Après une année 1963 bien remplie, arrive 1964, avec le numéro 8 spécial "Erotisme et épouvante dans le cinéma anglais". Sur la couverture, June Cuningham s'époumone à gorge déployée sur une photo publicitaire de CRIMES AUX MUSEE DES HORREURS. Dans les pages du magazine, nous trouvons force photos dénudées issues de films fantastiques anglais d'alors : LES CHEVALIERS DU DEMON, L'IMPASSE AUX VIOLENCES, LE VOYEUR, LE CIRQUE DES HORREURS. Y sont même chroniqués des "nudies", films déshabillés qu'il était possible de voir à Londres. Dans le même numéro, nous remarquons d'ailleurs que BLOOD FEAST, considéré comme le premier vrai film gore, est chroniqué. Tout un cinéma B qui passionne Jean-Claude Romer !

"Il y avait tout un pan du cinéma américain qui était occulté, y compris aux Etats-Unis. Alors en Europe et à Paris, évidemment, il n'y avait rien du tout à leur sujet ! Ce qu’on a appelé l’Exploitation ou la Sexploitation. C’était tout un circuit qui était totalement inconnu et dont on ne pouvait pas parler dans des revues comme "Famous Monsters" puisque cela s’adressait à des teenager. C’était des films à propos du sexe, de la drogue... Mais ils en parlaient de façon détournée, de façon à avoir l’air de dénoncer quelque chose tout en faisant, non pas son apologie, mais en s’en servant pour faire un spectacle et ramasser beaucoup d’argent. Et tous ces films là, moi, me fascinaient. On oublie une chose. Certes, aux Etats-Unis, il y a une censure qui était très stricte. Mais il y a aussi des centaines de films qui étaient distribués indépendamment des grands circuits et des major, sans aucun contrôle ni difficulté ! On les projetait dans des granges. Ce qui nous amène à BLOOD FEAST, qui est un produit typique de ce circuit.
C’est ça que les gens n’avaient pas compris en France. C’est que l’on pouvait très bien exploiter ces films aux Etats-Unis en dehors des circuits officiels. Ce qui n’est absolument pas possible en France où nous avons une censure d'état. Moi, je ne vais pas vous dire que du mal du code Hays, le code de censure américain qui été appliqué par les major company entre les années 30 et 60. Parce qu’avant le code Hays, dans chaque état, il y avait une commission qui pouvait couper, autoriser ou interdire. Donc, vous multipliez ça par cinquante Etats, et il y avait cinquante commissions de censure ! Donc, quelqu’un qui sortait un film au niveau national n’était jamais sur de voir son film diffusé. Le code Hays disait "Nous, on vous assure que si on donne le feu vert, vous pouvez l’exploiter dans toute l’Amérique et personne ne dira rien !" Qu’est ce que vous auriez choisi ? Vous êtes un homme d’affaire, un producteur, un distributeur... Vous ne voulez pas d’ennui.

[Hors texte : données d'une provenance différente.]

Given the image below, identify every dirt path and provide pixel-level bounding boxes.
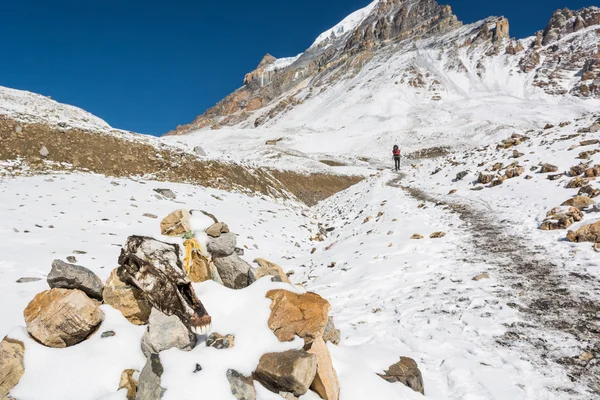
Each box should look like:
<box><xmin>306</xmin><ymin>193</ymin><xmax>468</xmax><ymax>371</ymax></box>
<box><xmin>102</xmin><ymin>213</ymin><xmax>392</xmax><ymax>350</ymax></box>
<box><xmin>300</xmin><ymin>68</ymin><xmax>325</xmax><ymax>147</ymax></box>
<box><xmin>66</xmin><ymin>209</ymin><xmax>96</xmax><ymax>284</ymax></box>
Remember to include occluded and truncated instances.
<box><xmin>388</xmin><ymin>176</ymin><xmax>600</xmax><ymax>398</ymax></box>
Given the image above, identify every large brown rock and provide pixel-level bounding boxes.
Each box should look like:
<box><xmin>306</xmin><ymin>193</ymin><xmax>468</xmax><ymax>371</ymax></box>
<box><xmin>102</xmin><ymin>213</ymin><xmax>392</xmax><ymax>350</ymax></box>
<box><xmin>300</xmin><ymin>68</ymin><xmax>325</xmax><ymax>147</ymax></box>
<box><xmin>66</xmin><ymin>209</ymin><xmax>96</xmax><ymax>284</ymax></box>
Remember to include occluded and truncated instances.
<box><xmin>566</xmin><ymin>177</ymin><xmax>588</xmax><ymax>189</ymax></box>
<box><xmin>477</xmin><ymin>173</ymin><xmax>494</xmax><ymax>185</ymax></box>
<box><xmin>213</xmin><ymin>253</ymin><xmax>251</xmax><ymax>289</ymax></box>
<box><xmin>252</xmin><ymin>258</ymin><xmax>291</xmax><ymax>283</ymax></box>
<box><xmin>567</xmin><ymin>220</ymin><xmax>600</xmax><ymax>243</ymax></box>
<box><xmin>267</xmin><ymin>289</ymin><xmax>331</xmax><ymax>342</ymax></box>
<box><xmin>23</xmin><ymin>289</ymin><xmax>104</xmax><ymax>347</ymax></box>
<box><xmin>254</xmin><ymin>350</ymin><xmax>317</xmax><ymax>396</ymax></box>
<box><xmin>304</xmin><ymin>338</ymin><xmax>340</xmax><ymax>400</ymax></box>
<box><xmin>540</xmin><ymin>207</ymin><xmax>583</xmax><ymax>231</ymax></box>
<box><xmin>102</xmin><ymin>267</ymin><xmax>152</xmax><ymax>325</ymax></box>
<box><xmin>561</xmin><ymin>196</ymin><xmax>594</xmax><ymax>210</ymax></box>
<box><xmin>183</xmin><ymin>240</ymin><xmax>212</xmax><ymax>282</ymax></box>
<box><xmin>160</xmin><ymin>210</ymin><xmax>192</xmax><ymax>236</ymax></box>
<box><xmin>0</xmin><ymin>337</ymin><xmax>25</xmax><ymax>399</ymax></box>
<box><xmin>585</xmin><ymin>165</ymin><xmax>600</xmax><ymax>178</ymax></box>
<box><xmin>323</xmin><ymin>317</ymin><xmax>342</xmax><ymax>346</ymax></box>
<box><xmin>379</xmin><ymin>357</ymin><xmax>425</xmax><ymax>394</ymax></box>
<box><xmin>540</xmin><ymin>164</ymin><xmax>558</xmax><ymax>174</ymax></box>
<box><xmin>504</xmin><ymin>167</ymin><xmax>525</xmax><ymax>179</ymax></box>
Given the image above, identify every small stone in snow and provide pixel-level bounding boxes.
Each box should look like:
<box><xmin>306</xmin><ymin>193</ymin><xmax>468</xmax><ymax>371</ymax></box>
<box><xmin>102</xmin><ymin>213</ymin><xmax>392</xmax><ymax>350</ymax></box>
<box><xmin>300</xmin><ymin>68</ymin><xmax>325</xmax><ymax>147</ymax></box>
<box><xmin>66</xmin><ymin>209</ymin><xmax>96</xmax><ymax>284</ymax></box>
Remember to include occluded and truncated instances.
<box><xmin>17</xmin><ymin>277</ymin><xmax>42</xmax><ymax>283</ymax></box>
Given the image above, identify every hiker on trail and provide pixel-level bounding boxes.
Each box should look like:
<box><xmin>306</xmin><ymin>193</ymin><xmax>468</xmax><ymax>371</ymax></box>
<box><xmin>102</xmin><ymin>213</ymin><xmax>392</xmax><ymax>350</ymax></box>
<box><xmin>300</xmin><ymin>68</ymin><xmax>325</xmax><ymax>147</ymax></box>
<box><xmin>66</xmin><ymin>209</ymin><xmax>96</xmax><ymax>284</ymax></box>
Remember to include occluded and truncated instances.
<box><xmin>392</xmin><ymin>144</ymin><xmax>400</xmax><ymax>171</ymax></box>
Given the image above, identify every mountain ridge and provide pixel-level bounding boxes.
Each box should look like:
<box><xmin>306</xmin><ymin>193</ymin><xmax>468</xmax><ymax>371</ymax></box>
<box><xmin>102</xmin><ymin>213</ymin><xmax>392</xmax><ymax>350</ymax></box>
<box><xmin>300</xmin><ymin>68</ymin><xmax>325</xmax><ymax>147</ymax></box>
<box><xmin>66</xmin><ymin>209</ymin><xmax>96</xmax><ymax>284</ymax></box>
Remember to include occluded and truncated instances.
<box><xmin>168</xmin><ymin>0</ymin><xmax>600</xmax><ymax>135</ymax></box>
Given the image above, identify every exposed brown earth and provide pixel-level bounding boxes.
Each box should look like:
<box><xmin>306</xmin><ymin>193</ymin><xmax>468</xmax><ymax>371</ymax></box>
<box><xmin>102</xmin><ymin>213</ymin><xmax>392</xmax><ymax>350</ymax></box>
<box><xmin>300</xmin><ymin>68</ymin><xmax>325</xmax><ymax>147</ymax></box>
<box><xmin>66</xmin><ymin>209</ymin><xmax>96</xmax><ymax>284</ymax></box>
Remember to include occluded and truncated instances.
<box><xmin>0</xmin><ymin>116</ymin><xmax>363</xmax><ymax>205</ymax></box>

Enfin, bref, moi, j’avais déjà entrepris de retrouver tous ces films. Et il n’y avait personne d’autre qui le faisait. Moi, je suis curieux, sinon je ne ferais pas ce que je fais. Vous voyez, on parlait de Dwain Esper, qui a distribué FREAKS une fois que la MGM l'a rejeté parce qu’ils avaient trouvé ce film trop monstrueux. Il y en a eu des centaines de gens comme ça. Et ça a continué. Alors ça s’est cristallisé autour du gore. Parce que c’est ce genre de choses qui attirait les gens dans les Drive-In. D’où l’existence des Russ Meyer et de ses films. Les gens se battaient, par exemple, pour aller voir un film sur la naissance d'un enfant. Qui en parlait en France ? Personne ! Il n’y a aucune trace.
Pour moi, il y avait l’attrait de la chose défendue. De la chose méconnue. Je vais vous expliquer. Moi, je suis né sous le signe de Méliès ascendant Barnum. C’est ça qui m’intéresse ! Pour moi, en quelques mots, le cinéma, c’est du spectacle, mais j'ajouterais : c’est aussi du spectacle. Il y a des gens qui disent : "Le cinéma, ce n’est pas du spectacle. C’est intellectuel !" Moi, je dis, c’est aussi du spectacle. C’est modeste ! Et les gens qui refusent au cinéma le spectacle me font penser à cet inventeur dont parlait Alphonse Allais : un inventeur qui découvrirait un procédé permettant d’ôter au caoutchouc son élasticité !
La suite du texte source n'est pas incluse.